In this report, we have demonstrated that all patients with OMA reactions had sensitization to T. entomophagus Remarkably, T. entomophagus, which has been merely described as storage mite in German farms (2) was present in stored opened flour bags in kitchens of these sensitized patients. Differently, it has not been found, as the only species implied, by other groups studying OMA, which have recognized mites triggering allergic manifestations (1, 3) after their ingestion, even after cooking.
Up to date, group 2 of mite allergens have been suggested as the most probably implicated in OMA episodes (3) as it is resistant to low pH, heating and digestion by proteases. However, Group 1, but not group 2, has been found to be masked by flour components and binding to flour’s prolamines, resulting in an underestimation of the mite content in bakery dust (4).

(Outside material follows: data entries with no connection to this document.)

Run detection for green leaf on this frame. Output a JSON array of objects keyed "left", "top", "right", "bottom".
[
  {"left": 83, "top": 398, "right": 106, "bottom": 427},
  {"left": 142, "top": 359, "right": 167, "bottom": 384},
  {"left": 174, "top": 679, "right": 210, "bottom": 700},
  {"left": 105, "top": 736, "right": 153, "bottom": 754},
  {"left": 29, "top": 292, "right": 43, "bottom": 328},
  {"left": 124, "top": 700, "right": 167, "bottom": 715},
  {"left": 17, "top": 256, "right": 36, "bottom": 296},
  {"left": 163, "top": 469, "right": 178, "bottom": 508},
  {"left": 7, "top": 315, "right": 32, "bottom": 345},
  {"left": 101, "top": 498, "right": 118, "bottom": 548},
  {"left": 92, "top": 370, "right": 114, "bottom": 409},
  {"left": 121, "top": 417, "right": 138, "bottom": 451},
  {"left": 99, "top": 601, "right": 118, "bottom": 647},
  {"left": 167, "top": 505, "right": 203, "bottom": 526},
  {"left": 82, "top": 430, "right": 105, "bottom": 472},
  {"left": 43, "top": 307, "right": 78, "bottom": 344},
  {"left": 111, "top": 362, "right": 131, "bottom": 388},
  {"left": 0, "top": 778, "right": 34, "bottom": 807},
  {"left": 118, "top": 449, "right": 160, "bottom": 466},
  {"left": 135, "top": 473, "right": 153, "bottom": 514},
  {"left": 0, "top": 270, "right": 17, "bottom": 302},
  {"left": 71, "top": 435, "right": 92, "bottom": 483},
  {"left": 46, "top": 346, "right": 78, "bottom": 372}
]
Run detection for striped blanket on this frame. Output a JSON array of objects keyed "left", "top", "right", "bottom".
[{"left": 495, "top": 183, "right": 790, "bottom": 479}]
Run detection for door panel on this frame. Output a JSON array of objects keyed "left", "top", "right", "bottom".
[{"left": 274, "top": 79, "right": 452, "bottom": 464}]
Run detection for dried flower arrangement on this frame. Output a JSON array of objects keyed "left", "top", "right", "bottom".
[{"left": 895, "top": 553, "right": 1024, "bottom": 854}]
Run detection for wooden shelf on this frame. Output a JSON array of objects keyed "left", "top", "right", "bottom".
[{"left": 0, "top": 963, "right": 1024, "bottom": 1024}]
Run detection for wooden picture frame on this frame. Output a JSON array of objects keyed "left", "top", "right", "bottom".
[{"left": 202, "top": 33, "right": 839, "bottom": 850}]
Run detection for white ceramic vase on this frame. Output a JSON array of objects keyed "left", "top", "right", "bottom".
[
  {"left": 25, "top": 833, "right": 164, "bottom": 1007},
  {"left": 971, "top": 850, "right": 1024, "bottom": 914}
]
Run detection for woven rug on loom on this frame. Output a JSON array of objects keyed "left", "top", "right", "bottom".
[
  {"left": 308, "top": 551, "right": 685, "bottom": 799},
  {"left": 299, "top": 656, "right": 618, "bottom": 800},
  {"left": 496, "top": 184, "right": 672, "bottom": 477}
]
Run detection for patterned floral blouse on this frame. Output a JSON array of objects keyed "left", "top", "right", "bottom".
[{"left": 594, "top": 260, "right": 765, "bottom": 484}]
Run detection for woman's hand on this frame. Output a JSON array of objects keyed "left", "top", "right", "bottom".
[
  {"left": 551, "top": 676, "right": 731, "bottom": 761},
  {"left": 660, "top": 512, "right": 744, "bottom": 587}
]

In our study, mite count has been low and all the SBPCOC were negative. Consequently, there might be other causes underneath. Very interestingly, a high prevalence of NSAIDs hypersensitivity has been observed in this specific population. Furthermore, it has been noticed how acetylsalicylic acid enhances anaphylactic episodes after food intake (5). However, Blanco et al. who also found T. entomophagus in some flours in the Canary Islands, were not able to demonstrate ASA in flours (1). Sato et al. (6) found a salicylaldehyde analog identified as 2-formyl-3-hydroxybenzyl formate in opisthonotal gland secretion of Dermatophagoydes pteronyssinus. It is certainly a possibility that some infested flours by mites have also salicylaldehyde analogs with a cyclooxygenase (COX) inhibitory activity. Maybe two triggers are necessary to develop an OMA episode in a susceptible patient: intake of substance with a COX inhibitory activity and the intake of the mite proteins. More extensive studies are necessary to clarify this.